Qualified Opinion: Misstatement or limitation of scope exists
but is confined to specific elements or areas.
Adverse Opinion: Misstatements are material and pervasive,
meaning the financial statements, as a whole, are misleading.
Disclaimer of Opinion: The auditor is unable to obtain
sufficient evidence to form an opinion; this is typically where
management restricts access or investigations remain
incomplete.
A more extreme outcome is auditor resignation, typically when
the auditor no longer has confidence in management integrity or
access to information. Such events are rare but carry significant
reputational and regulatory consequences.

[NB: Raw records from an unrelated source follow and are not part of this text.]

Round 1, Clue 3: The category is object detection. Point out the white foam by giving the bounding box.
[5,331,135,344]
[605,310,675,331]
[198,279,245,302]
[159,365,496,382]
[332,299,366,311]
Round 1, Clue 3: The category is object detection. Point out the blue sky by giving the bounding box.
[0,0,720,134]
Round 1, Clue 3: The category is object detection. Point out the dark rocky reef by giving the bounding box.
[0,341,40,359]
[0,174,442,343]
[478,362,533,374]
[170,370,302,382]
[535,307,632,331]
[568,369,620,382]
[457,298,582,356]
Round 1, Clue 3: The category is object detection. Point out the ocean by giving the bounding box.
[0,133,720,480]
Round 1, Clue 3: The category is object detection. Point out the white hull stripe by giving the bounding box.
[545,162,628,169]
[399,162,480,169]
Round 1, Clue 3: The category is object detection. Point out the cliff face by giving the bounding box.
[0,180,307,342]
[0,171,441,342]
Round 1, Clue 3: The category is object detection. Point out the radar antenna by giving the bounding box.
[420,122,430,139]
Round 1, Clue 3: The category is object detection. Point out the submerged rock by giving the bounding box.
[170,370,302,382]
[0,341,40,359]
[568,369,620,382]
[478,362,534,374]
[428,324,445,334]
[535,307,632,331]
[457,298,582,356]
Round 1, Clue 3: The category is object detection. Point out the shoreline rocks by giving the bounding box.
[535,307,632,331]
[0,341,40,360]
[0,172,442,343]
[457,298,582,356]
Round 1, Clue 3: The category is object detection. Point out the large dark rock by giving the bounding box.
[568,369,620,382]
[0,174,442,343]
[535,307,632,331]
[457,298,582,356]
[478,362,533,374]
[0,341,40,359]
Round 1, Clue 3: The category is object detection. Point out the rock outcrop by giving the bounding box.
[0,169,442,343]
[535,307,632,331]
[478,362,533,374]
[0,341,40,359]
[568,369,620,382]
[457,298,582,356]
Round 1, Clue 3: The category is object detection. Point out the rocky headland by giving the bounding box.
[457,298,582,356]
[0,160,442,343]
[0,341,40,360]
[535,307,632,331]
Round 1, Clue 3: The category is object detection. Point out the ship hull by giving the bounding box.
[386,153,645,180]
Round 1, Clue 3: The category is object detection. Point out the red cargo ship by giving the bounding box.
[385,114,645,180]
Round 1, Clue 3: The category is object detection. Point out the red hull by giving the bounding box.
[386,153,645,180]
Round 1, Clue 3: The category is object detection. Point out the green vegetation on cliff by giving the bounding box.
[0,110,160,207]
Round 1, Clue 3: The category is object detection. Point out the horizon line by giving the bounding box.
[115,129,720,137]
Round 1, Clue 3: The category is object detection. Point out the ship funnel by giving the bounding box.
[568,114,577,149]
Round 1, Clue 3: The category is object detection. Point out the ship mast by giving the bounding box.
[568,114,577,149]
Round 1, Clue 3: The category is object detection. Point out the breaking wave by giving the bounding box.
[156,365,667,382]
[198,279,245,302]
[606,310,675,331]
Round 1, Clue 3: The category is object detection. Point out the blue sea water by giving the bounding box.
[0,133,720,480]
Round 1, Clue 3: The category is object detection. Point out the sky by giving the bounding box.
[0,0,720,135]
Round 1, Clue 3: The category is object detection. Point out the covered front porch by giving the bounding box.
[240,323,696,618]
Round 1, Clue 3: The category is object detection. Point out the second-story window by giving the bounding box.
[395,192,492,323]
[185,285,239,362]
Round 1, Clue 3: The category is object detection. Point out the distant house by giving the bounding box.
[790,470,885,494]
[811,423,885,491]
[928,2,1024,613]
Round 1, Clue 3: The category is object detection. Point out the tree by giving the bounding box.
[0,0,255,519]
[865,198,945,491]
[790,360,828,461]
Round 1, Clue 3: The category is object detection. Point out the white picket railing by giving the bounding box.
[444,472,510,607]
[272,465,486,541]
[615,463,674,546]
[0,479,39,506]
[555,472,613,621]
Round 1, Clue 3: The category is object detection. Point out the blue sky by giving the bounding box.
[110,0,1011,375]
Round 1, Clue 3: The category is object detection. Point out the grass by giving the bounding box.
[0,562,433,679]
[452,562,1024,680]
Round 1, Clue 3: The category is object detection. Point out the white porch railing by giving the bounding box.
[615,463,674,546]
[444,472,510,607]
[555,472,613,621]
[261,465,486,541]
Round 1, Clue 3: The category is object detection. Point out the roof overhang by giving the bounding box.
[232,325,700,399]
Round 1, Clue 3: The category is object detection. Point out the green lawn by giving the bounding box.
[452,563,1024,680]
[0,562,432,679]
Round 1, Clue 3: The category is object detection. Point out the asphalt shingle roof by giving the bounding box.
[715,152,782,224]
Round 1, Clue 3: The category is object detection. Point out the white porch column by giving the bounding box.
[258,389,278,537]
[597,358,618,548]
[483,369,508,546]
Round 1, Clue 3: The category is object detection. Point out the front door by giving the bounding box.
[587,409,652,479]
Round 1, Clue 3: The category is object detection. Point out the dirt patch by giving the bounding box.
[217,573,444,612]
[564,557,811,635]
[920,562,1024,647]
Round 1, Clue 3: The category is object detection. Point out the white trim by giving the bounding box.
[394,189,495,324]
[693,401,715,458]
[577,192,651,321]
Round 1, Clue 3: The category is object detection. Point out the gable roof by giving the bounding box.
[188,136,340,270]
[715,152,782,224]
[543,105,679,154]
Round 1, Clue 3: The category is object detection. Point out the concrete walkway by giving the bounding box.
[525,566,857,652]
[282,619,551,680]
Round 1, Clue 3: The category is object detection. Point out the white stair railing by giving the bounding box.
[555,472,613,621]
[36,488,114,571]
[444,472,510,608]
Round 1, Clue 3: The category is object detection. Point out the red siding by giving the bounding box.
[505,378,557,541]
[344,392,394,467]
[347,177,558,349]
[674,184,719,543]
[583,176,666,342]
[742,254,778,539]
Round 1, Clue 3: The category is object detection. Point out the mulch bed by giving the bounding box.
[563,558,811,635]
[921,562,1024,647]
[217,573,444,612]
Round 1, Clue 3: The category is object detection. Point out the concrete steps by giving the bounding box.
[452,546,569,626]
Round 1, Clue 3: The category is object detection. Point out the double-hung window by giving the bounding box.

Even where the final opinion is not modified, investigation
outcomes may drive new management letter points, control
recommendations, or required disclosures under ISA 265:
“Communicating Deficiencies in Internal Control.”
Navigating the Risks
Where audits and investigations run concurrently, the stakes are
high. Modified opinions, delayed filings, and auditor resignations
carry immediate market, financing, and reputational consequences.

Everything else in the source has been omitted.